Some notes on computers, AI, the mind, and the sorry@$$ st8 of general understanding on these matters, that’s the title of my current piece at 3 Quarks Daily (minus the crossed out part). I’d wanted to include something more substantive on the difference between machine translation back in the era of so-called symbolic computing and the current technology and current technology, which is based on a varieyt of statistically based machine learning technology. But it was clear that I just couldn’t squeeze it in. Plus, I’m still thinking about that one. But here’s a first go.
About a decade ago the Association for Computational Linguistics presented Martin Kay with a Lifetime Achievement Award. He had been a first generation researcher in machine translation and remains academically active. In the address he makes upon acceptance of the award he offered a number of observations about the difference between symbolic language processing and statistical processing. This is the last of four such remarks (pp. 12-13):
This, I take it, is where statistics really come into their own. Symbolic language processing is highly nondeterministic and often delivers large numbers of alternative results because it has no means of resolving the ambiguities that characterize ordinary language. This is for the clear and obvious reason that the resolution of ambiguities is not a linguistic matter. After a responsible job has been done of linguistic analysis, what remain are questions about the world. They are questions of what would be a reasonable thing to say under the given circumstances, what it would be reasonable to believe, suspect, fear or desire in the given situation. If these questions are in the purview of any academic discipline, it is presumably artificial intelligence. But artificial intelligence has a lot on its plate and to attempt to fill the void that it leaves open, in whatever way comes to hand, is entirely reasonable and proper. But it is important to understand what we are doing when we do this and to calibrate our expectations accordingly. What we are doing is to allow statistics over words that occur very close to one another in a string to stand in for the world construed widely, so as to include myths, and beliefs, and cultures, and truths and lies and so forth. As a stop-gap for the time being, this may be as good as we can do, but we should clearly have only the most limited expectations of it because, for the purpose it is intended to serve, it is clearly pathetically inadequate. The statistics are standing in for a vast number of things for which we have no computer model. They are therefore what I call an “ignorance model”.
That last point is very important: “...to stand in for the world construed widely...” YES! Back in the old days we – though I never worked on machine translation I include myself because I did work on computational semantics – certainly gave serious thought to creating computer models of semantics, broadly construed to cover common sense knowledge, myths and stories, and even scientific theories. We didn’t get very far, but, yes, we attempted to take the measure of the problem.

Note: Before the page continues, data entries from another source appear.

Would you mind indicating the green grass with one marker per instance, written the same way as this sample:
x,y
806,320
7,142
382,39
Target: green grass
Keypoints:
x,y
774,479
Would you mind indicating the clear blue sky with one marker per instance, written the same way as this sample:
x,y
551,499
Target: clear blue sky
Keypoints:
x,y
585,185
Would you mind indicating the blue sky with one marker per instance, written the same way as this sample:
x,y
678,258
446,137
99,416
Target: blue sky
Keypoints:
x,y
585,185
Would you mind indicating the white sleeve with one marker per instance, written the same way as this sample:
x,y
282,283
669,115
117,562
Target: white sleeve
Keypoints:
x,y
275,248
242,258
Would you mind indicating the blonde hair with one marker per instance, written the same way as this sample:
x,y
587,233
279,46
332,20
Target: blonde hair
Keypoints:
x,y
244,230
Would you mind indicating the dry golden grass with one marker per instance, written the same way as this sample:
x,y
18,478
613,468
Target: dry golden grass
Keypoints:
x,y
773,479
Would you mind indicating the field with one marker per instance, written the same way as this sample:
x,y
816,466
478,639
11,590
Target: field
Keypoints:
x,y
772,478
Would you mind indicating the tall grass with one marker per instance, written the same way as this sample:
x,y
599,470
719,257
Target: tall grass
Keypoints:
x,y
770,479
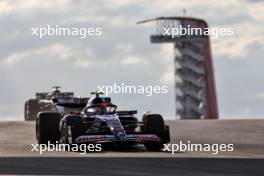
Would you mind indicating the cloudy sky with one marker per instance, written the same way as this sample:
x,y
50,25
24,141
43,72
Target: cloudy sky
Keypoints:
x,y
123,53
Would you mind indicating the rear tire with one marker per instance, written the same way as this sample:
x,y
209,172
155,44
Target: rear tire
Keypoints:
x,y
75,125
47,127
154,124
31,109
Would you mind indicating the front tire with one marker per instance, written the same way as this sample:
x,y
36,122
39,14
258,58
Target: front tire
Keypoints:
x,y
154,124
47,127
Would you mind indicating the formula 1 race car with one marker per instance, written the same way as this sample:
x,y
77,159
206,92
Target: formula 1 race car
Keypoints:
x,y
43,102
96,120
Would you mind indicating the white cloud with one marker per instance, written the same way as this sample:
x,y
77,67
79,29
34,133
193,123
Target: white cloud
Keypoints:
x,y
8,7
57,50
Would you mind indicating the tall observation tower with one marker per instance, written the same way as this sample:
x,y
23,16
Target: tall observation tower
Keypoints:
x,y
195,86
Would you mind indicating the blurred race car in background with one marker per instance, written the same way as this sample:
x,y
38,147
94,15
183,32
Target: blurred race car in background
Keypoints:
x,y
43,102
96,120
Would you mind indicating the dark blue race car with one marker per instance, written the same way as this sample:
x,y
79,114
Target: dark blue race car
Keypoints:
x,y
96,120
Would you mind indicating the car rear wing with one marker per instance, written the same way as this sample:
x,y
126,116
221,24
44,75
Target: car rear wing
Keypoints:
x,y
43,95
71,101
131,112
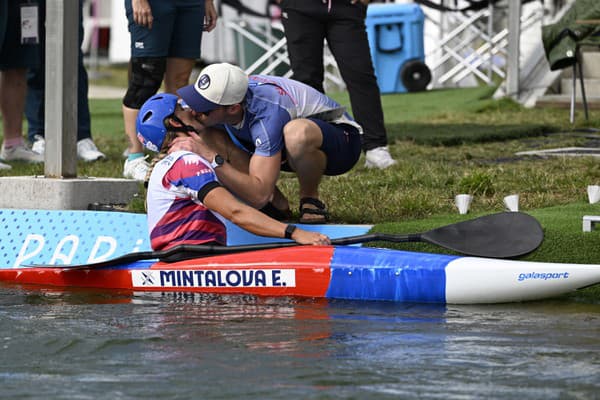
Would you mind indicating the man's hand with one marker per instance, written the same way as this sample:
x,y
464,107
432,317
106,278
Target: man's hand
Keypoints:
x,y
194,143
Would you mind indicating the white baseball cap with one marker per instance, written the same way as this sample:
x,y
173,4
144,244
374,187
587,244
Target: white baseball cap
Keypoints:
x,y
219,84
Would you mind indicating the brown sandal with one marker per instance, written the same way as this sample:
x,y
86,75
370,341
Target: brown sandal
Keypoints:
x,y
321,210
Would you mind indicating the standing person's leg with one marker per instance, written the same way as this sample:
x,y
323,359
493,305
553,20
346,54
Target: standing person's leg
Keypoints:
x,y
86,148
186,41
149,48
305,32
349,43
15,58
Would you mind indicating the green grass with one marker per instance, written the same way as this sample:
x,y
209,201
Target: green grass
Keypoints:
x,y
446,142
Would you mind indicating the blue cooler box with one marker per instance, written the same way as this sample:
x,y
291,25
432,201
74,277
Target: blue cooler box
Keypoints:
x,y
395,34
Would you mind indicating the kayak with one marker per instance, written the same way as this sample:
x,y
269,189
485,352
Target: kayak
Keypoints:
x,y
110,250
332,272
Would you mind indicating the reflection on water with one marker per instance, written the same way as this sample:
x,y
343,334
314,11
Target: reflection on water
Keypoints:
x,y
93,344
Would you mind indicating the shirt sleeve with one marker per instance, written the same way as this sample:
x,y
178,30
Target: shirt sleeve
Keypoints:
x,y
266,129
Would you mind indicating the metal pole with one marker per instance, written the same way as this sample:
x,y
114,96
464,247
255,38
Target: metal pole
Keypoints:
x,y
514,34
62,40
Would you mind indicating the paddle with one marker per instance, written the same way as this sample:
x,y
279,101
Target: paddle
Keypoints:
x,y
502,235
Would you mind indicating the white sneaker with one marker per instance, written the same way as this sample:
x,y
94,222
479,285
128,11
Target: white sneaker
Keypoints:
x,y
379,157
39,144
87,151
136,169
20,153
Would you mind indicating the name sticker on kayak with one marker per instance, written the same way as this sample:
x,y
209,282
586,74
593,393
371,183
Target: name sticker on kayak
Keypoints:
x,y
214,278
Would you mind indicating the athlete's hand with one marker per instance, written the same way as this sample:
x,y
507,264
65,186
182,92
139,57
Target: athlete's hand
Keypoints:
x,y
142,13
307,237
210,16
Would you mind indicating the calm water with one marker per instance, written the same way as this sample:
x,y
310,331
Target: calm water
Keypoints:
x,y
98,345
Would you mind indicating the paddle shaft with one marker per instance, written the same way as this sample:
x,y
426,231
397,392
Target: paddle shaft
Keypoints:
x,y
501,235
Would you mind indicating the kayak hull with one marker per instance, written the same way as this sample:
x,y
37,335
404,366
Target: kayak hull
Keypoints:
x,y
334,272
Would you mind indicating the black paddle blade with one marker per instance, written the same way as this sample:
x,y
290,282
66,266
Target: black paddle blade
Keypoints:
x,y
502,235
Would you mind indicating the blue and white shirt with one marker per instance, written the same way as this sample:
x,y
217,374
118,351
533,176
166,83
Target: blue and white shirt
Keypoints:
x,y
272,102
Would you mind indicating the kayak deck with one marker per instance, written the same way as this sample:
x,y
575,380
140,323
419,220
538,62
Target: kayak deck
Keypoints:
x,y
331,272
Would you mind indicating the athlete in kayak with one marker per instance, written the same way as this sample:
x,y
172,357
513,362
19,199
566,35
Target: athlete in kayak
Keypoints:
x,y
185,202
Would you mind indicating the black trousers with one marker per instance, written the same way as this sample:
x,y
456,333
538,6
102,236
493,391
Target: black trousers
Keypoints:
x,y
307,24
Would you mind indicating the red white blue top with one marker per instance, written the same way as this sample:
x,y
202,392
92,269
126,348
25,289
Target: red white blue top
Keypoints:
x,y
176,214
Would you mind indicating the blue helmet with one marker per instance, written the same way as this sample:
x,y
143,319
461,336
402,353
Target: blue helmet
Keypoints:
x,y
151,121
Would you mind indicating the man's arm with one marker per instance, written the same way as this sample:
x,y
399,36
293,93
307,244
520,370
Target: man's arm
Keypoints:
x,y
257,186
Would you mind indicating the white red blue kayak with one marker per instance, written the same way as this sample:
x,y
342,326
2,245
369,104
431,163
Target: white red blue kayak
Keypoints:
x,y
41,247
333,272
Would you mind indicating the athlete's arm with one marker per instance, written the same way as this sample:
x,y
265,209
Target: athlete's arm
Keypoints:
x,y
218,199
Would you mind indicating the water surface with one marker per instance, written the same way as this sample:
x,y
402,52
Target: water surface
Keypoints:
x,y
108,345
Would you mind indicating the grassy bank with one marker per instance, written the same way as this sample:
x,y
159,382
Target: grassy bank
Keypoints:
x,y
446,142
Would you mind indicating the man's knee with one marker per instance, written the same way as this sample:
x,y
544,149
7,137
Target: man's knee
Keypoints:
x,y
146,77
301,134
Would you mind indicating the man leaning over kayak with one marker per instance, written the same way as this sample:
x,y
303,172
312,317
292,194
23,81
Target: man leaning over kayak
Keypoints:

That’s what’s been abandoned.
Let me offer a small example of computational semantics. This is from a model Brian Phillips had devised for recognizing tragic stories about drowning men:
The nodes (junctures) represent various kinds of entities (things, properties, events, what have you) while the arcs (lines, links) between them represent relationships between those entities. Notice the labels all over the place. They identify the relationships and the entities. The actual geometrical arrangement of those visual objects is of little consequence, except to the extent that it affects how us humans read the diagram. Where the specific nodes are is irrelevant. All that matters is what is connected to what and the labels on everything. There is a logic governing those relationships and entities, a logic expressed in terms of inferences guided by those labels. That logic is all that matters.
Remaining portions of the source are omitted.